Major hospitals and medical centers use integrated electronic medical record (IEMR) systems for scheduling, registration, clinical documentation, ePrescribing, computerized provider order entry, and charge capture. They improve communications, reduce medical errors, control costs, and help physicians deliver quality care by relieving them of inefficient paperwork and processes.
IEMR systems also provide connections to external entities, such as affiliates, referring physicians, and peer institutions. Even facilities within a healthcare network may not enjoy access to the same IEMR system, as access to any external entity is severely restricted by HIPAA regulations. As such, patient consent must be sought before any access is granted. This consent involves providing identification like a driver’s license with photo and their signature on a form. Only with this consent is the external entity given access. Periodic audits are required to ensure that all access records include the requisite consent forms. But these processes take time, and often mistakes are made when it comes to record keeping.
Introducing Healthcare Biometrics
To address these problems and improve patient privacy, some institutions are experimenting with biometrics to obtain consent from patients when they seek care via external physicians. By granting consent via biometric authentication and authorization, the patient easily provides both identification and non-repudiation proof of their consent at the same time. Biometric technologies that are difficult to spoof, such as iris and fingerprints, can uniquely identify patients and physicians within an IEMR system. Biometric authentication is easily incorporated within most IEMR systems and can replace password-based identity and access management as well as token-based two-factor authentication.
FREE WHITEPAPER: 4 FINGERS ARE BETTER THAN ONE
Currently, IEMR systems lack fine-grain control of access to their records, with external entities usually given copies of the entire record. Any updates must then be reported back to the institution, where the patient’s primary physician resides. While peer institutions can share records if they both use the same IEMR, any changes via third channels have to be reported back and updated at the primary institution.
Future IEMR systems will improve on inter-institutional record sharing but will likely resort to access via API management systems. The primary institution will provide an API for access to a patient’s record, but only portions of the record, with specific read, write, update, and delete permissions. Patient and physician consent will be needed for access to specific elements of the record in real-time or via prior approval. Unlike single-sign-on (SSO) protocols that allow all-or-nothing access, API management systems use protocols like OAuth 2.0 for such fine-grain authentication and authorization. Tokens can be provided for specific elements, with permissions granted for specified periods of time. Biometric authentication and authorization works well in such complex security environments, simplifying access but maintaining complex user permissions across the system.
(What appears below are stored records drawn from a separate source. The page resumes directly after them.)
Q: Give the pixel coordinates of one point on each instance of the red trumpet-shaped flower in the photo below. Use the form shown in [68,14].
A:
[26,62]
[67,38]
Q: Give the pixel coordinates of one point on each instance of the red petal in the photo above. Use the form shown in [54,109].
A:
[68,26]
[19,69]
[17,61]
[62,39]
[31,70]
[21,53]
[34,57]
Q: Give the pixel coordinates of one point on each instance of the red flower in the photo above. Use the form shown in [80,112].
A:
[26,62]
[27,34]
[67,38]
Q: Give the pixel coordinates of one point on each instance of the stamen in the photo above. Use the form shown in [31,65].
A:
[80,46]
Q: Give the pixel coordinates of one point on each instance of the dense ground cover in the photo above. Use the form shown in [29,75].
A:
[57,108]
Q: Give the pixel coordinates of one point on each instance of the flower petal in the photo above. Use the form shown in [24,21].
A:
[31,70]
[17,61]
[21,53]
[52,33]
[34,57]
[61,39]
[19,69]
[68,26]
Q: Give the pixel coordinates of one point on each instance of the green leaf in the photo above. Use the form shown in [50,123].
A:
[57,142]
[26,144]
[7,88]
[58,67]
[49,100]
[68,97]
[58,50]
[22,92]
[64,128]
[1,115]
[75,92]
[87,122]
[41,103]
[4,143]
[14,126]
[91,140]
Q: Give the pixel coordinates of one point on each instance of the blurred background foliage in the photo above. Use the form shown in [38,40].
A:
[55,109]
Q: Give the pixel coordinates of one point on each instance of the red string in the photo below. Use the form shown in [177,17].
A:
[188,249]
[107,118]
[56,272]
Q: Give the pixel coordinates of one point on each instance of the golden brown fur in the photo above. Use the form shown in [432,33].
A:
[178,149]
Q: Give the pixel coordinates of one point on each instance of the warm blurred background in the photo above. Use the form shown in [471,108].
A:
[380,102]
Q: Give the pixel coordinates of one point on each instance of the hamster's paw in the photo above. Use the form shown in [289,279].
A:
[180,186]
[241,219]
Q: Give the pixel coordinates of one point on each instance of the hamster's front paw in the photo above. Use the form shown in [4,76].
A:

Reinventing the Wheel for Patient Privacy
Some institutions are also beginning to experiment with sovereign control by the patient themselves for their EHR record via blockchain technologies. In this case, patients own their own records outside any institution via a secure hosting service. For example, an encrypted patient record could be stored on a blockchain using digital identifiers. Like a URL, the identifier points to a decentralized document object that stores the actual encrypted record.
Sovereign control of IEMR data by the patient allows for portability and interoperability, but potential loss and compromise remain problematic. Any institution that needs access would have to obtain consent from the patient directly. Biometric authentication provides the most convenience in this situation because lost passwords and tokens cannot be replaced by any central authority.
In any case, future IEMR APIs and sovereign control systems must put the patient in control of their records and empower them to grant access via explicit consent. Healthcare biometrics offer a simple and convenient solution to authentication and authorization without the complexities and costs of password- and token-based solutions.